Female? Check. Working professional? Sure. Ambitious too? Listen up, gurl: you need to grow out of these bad habits – pronto.
5 Things Female Professionals Need To Stop Doing, Like, Right Now
1. Perpetuating Double Standards
We all grew up in the same society. Unconscious bias isn’t limited to men; we, too, harbor preferences and discriminatory opinions. Just because you are female does not mean you are incapable of sexism.
Don’t believe me? It’s well known that men tend to speak over women much more than members of their own sex in the workplace. But were you aware that this pattern extends to females too? Women are much more likely to interrupt other women than men – and who can blame them? It’s how we’ve been taught to operate since birth.
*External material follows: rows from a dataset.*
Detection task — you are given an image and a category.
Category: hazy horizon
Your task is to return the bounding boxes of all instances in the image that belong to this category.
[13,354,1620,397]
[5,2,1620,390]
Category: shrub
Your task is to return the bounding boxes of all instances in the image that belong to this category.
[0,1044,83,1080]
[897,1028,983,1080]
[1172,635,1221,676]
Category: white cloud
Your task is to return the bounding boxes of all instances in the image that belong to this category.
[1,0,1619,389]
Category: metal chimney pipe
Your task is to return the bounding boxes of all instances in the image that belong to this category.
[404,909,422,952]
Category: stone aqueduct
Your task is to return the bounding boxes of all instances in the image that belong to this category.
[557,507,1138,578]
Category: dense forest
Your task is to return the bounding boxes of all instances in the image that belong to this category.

Mind your own bias in the workplace. That manager isn’t ‘bossy’ or a ‘bitch’; she’s your boss. That guy isn’t crying ‘like a girl.’ He’s just crying. Fighting sexism at work means combatting your own preconceptions too.
2. Killing Them Softly
No, we don’t mean swerving from swears – although your mama would probably have words for you on that one.
Too often at work, we tiptoe around what we actually mean. While both sexes are capable of this behavior, it’s women who most frequently couch communications in apologetic language. While there’s nothing wrong with being friendly and cooperative in a work environment, taking the subservient road can make you look weak. After all, if you don’t value your opinions then no-one else will.
Don’t think you’re guilty? How many times a day do you use the following:
“I just wanted to let you know…”
“It might not be important but…”
“Just checking whether or not…”
“Sorry to interrupt…”
‘I was wondering…”
We’re not saying be blunt, but do be direct. If you think the blue design is better than the yellow, say so. Give your feedback – generously and constructively – and bow out. Also, beware of emojis and the exclamation marks. They’re generally used more by women than men to mitigate potential conflict in the same way the above phrases do. While this isn’t inherently bad, you may wish to question whether it’s truly necessary.
3. Doing Good Work Quietly
We all know what ‘mansplaining’ means, so I’m gonna guess ‘bropropriation’ won’t cause you many problems. Correctamundo: it’s a term widely used for a workplace phenomenon whereby men take credit for the work of more talented ladies.
On a general level, women are more likely to work hard for little credit let others take the credit for their work. A 2015 study found that women who co-authored academic papers with men were statistically less likely to receive due credit and tenure for their efforts. And we all know the office workhorse who stays after hours, delivers huge numbers and never gets a raise; in most cases, that employee is a she.
We’re not saying be pushier than a helicopter parent in exam season. But don’t let your good work go under the radar. Take credit for your efforts, ask for that pay rise and make it clear you won’t be ‘forgotten’ in the running for that promotion.
4. Allowing a Man to Pay for You on a (Heteronormative) Date
Okay, not strictly a professional qualm, but oh my goodness how is this still a thing? Stop it. Now.
You have a job. You earn money. Presumably, you are capable of supporting yourself. Why on earth should you allow a person of roughly equivalent social status to pay for you on a date? Unless this person is truly well-off and you’re barely making ends meet, there is no logical reason in our enlightened, gender-equal society (ha!) that you shouldn’t be paying your way.
“But he asked me on a date,” you cry, “and he chose the place!”
You are a self-respecting adult. If you’re not willing to spend money eating out with a particular person, don’t agree to do so. Similarly, don’t agree to visit a restaurant that you can’t afford. It’s basic common sense.
Hate gender double standards? Stop profiting from the ‘chivalrous’ traditions that perpetuate them.
5. Feeding the World
Everyone likes baking – boy or girl, woman or man. Problem is, the common-or-garden brownie actually carries a humungous socio-political charge. Remember when Hilary Clinton wondered whether she should have stayed home and baked cookies?
There’s been plenty about this already published on the internet. As Ellen Lubin-Sherman, a New York-based business coach, claims in one Forbes essay: “Baking cookies or bringing in treats does nothing but demonstrate your femininity. It sends mixed messages about your performance and can do serious damage to your reputation and gravitas. The next thing you know, you’ll be donning an apron.” Yowza.
While Lubin-Sherman’s view is sorta old-fashioned – after all, there’s nothing wrong with an apron – it’s worth taking note. While nobody’s going to block your promotion on account of a tray bake, there’s a potential dark side to those weekend blondies. If your authority in the office is less than solid and you’re struggling to be taken seriously, establishing yourself as a ‘nurturer’ probably isn’t the way to do it. Just think about it first.
Guilty of any of these behaviors? You and me both, friend. Now put your nose to the grindstone and sort them out before they sort you.